Soap Opera style reporting from the jungles of Africa:
One room of the house flooded. If you have never mopped up gallons of dark brown filthy water with a hand towel and a basin . . . . Well, it’s not pleasant but it reminds you to be thankful you have not survived a hurricane.
Naomi developed a nasty eye infection requiring antibiotics. Subsequently she developed vomiting from the antibiotics endangering her already precarious appetite and intake. I cried more than a few tears throughout the day, in worry. Especially difficult when there is not a fellow teammates’ shoulder to cry on. She’ll be okay. She just doesn’t have margin at the moment and this is a place where one needs margin. I prayed for supernatural healing and despite all the medicine being vomited up today there is significant improvement in her eye. Thanks, God.
Our current refrigerator wick and kerosene supply seems to have developed the qualities of the famous cruz of Elijah’s day. The thing just doesn’t go out!! One of the trade-off’s of the luxury of a fridge in the middle of a jungle is the constant maintenance and refilling of fuel required. These are the days of Elijah, as the song says, and we just keep checking the flame and grinning in amazement. Thanks, again, God.

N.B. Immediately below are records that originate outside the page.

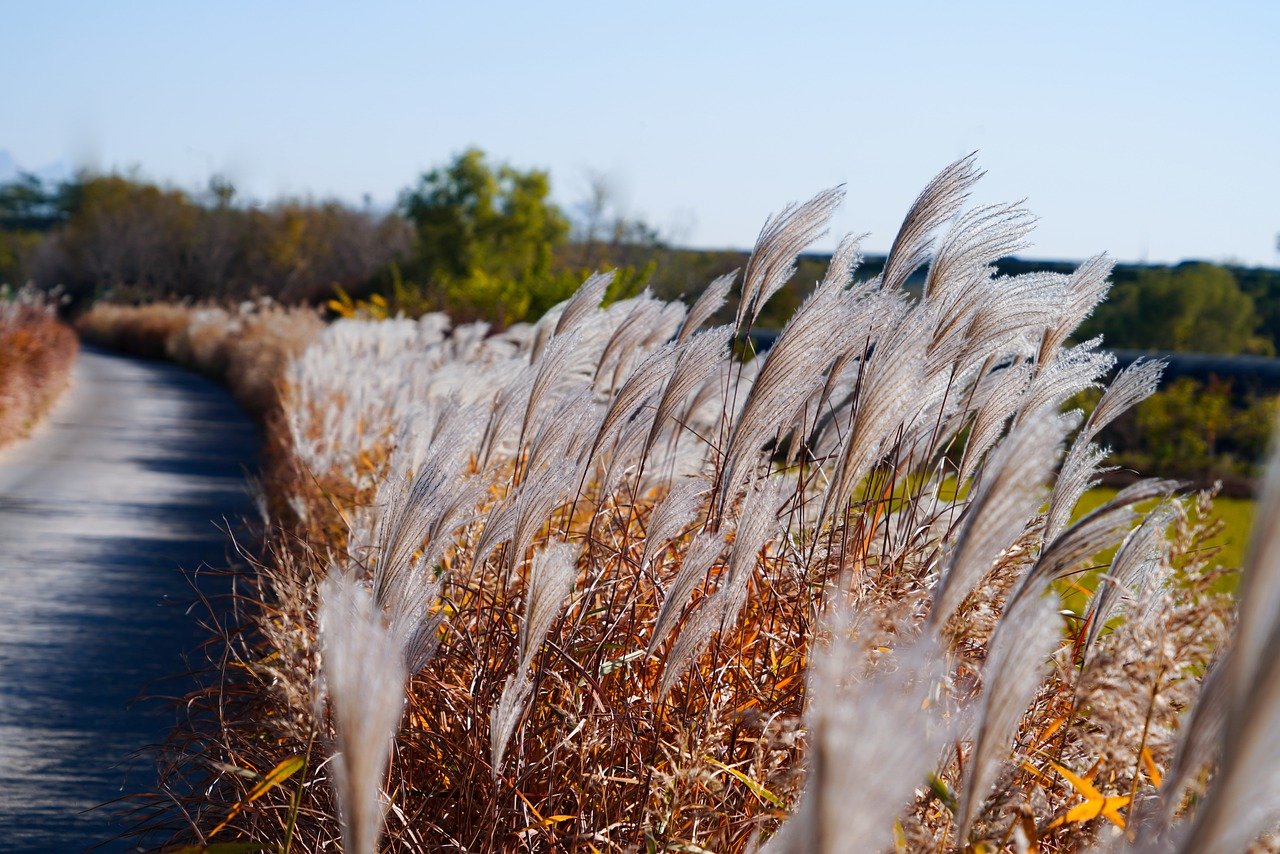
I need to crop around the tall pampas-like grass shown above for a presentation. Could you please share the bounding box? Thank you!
[160,157,1259,853]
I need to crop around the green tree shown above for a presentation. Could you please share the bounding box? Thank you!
[401,149,579,325]
[1082,264,1275,356]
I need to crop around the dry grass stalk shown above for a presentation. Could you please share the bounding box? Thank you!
[135,157,1264,853]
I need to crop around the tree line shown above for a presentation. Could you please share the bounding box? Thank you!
[0,149,1280,356]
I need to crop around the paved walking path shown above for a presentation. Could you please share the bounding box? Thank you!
[0,351,257,851]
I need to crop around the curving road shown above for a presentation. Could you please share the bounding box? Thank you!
[0,350,257,851]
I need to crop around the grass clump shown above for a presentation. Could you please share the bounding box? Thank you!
[142,159,1280,854]
[0,288,77,446]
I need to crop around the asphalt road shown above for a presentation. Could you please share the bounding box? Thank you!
[0,350,257,851]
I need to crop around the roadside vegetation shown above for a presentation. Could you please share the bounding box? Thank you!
[76,300,324,420]
[0,150,1280,495]
[74,159,1280,854]
[0,288,77,447]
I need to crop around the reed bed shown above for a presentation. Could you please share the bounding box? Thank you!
[0,288,77,446]
[76,300,324,419]
[149,157,1280,854]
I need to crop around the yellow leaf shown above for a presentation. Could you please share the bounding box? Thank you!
[209,757,306,839]
[707,757,782,808]
[1139,748,1164,789]
[1048,762,1130,828]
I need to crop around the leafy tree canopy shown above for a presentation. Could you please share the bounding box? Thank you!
[401,149,570,290]
[1082,262,1275,356]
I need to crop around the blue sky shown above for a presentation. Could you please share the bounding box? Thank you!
[0,0,1280,265]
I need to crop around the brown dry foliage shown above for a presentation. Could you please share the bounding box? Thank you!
[0,286,77,446]
[107,161,1259,854]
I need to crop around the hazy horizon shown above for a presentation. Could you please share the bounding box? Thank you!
[0,1,1280,266]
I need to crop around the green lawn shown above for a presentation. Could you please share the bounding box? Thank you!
[1074,487,1254,568]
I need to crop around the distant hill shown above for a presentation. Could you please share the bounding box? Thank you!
[0,149,76,184]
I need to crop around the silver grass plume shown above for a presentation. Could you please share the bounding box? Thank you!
[882,152,982,291]
[957,585,1062,845]
[676,270,739,344]
[1018,338,1116,420]
[595,291,663,391]
[550,270,614,340]
[517,332,577,451]
[733,187,845,330]
[762,616,950,854]
[489,671,534,778]
[716,478,783,631]
[645,325,733,451]
[929,412,1065,626]
[1044,433,1111,542]
[649,531,724,668]
[1044,359,1166,540]
[1006,478,1179,617]
[640,478,710,571]
[1037,255,1115,364]
[507,465,582,577]
[1178,417,1280,853]
[660,479,782,695]
[1009,478,1179,612]
[716,273,864,512]
[952,273,1064,370]
[317,570,406,854]
[1084,504,1176,650]
[818,303,933,526]
[924,204,1036,305]
[956,364,1032,484]
[1084,359,1169,439]
[1143,649,1231,834]
[517,543,579,670]
[590,342,678,471]
[489,543,579,777]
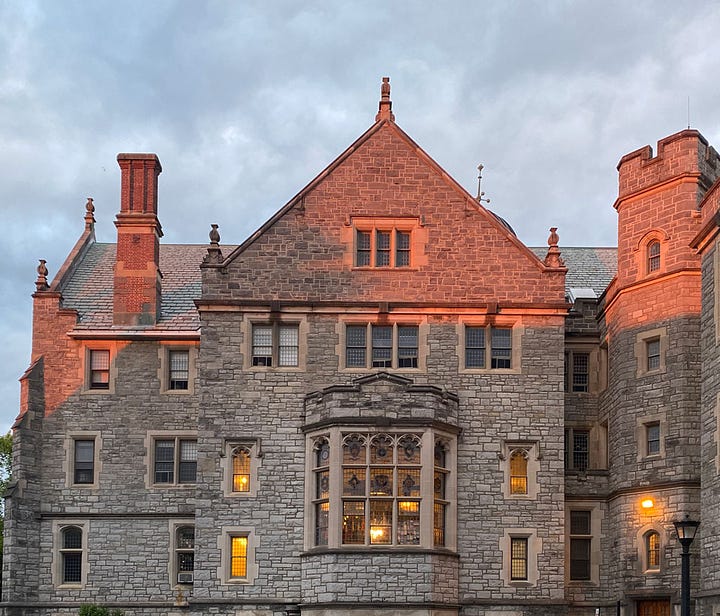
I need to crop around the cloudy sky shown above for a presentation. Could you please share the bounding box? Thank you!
[0,0,720,432]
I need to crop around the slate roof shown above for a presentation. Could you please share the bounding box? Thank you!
[61,243,222,331]
[530,246,617,297]
[61,243,617,331]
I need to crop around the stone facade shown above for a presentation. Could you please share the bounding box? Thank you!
[1,82,720,616]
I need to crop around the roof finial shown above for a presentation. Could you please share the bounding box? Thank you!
[35,259,49,291]
[85,197,95,229]
[545,227,565,267]
[375,77,395,122]
[476,165,490,204]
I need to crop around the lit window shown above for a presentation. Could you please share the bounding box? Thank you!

Fruit bats migrated to our trees this week. The large pale bats hang in the mango trees outside David’s office, swooping away in fright occasionally like flocks of birds. Little boys outside the fence poise, slingshots in hand, to shoot them for target practice. The bats lay in the grass, stunned, as we take in their skeletal wings, their rapidly beating hearts. They are beautiful in strange ways.
We finally have eggs again!! And I bake a celebratory batch of brownies which rapidly disappear. Boxed milk makes it’s appearance again too and we dip our desserts in delight. What a difference good food makes to hearts, souls and bodies. Come, all you who thirst.

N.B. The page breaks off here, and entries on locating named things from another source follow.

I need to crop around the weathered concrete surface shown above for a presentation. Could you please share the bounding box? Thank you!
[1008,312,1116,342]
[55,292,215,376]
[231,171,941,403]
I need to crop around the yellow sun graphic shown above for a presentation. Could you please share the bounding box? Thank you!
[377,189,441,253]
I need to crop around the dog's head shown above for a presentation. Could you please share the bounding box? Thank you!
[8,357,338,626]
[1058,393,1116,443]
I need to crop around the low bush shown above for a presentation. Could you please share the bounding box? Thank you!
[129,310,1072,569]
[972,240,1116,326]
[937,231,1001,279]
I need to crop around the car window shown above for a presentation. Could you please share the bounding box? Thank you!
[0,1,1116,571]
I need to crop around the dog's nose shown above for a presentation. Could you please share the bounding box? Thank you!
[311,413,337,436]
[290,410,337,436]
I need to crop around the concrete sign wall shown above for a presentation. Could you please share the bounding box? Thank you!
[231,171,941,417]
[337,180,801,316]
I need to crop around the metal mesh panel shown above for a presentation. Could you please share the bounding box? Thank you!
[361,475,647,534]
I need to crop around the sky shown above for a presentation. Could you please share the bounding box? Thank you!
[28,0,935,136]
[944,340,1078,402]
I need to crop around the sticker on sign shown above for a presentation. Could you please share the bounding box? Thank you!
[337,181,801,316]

We interview Ugandan agriculture workers to save our sinking school farm which has so much potential but for which we have so little time. We anticipate contact with a new family who may have interest in joining our educational endeavor here. We type and format recruiting posters to place in Kampala hotspots to hire a needed teacher, librarian, and counselor. We contact security agencies to find out how much we will spend for really secure security on-campus. (One of the mission houses lost $5000 worth of solar panels in night heists, we tremble to think of such a loss at CSB. Bundibugyo is growing and developing, so is the trouble.) We design and order prefect badges for our incoming student leaders. We finalize our decisions for who will make up the staff leadership team. We prepare for our Christ School, team, and leadership retreats all coming up in the next few weeks. We crunch and re-crunch budget numbers in search of the elusive balance.
These, folks, are the days of our lives, as the world turns, here in deepest darkest Africa.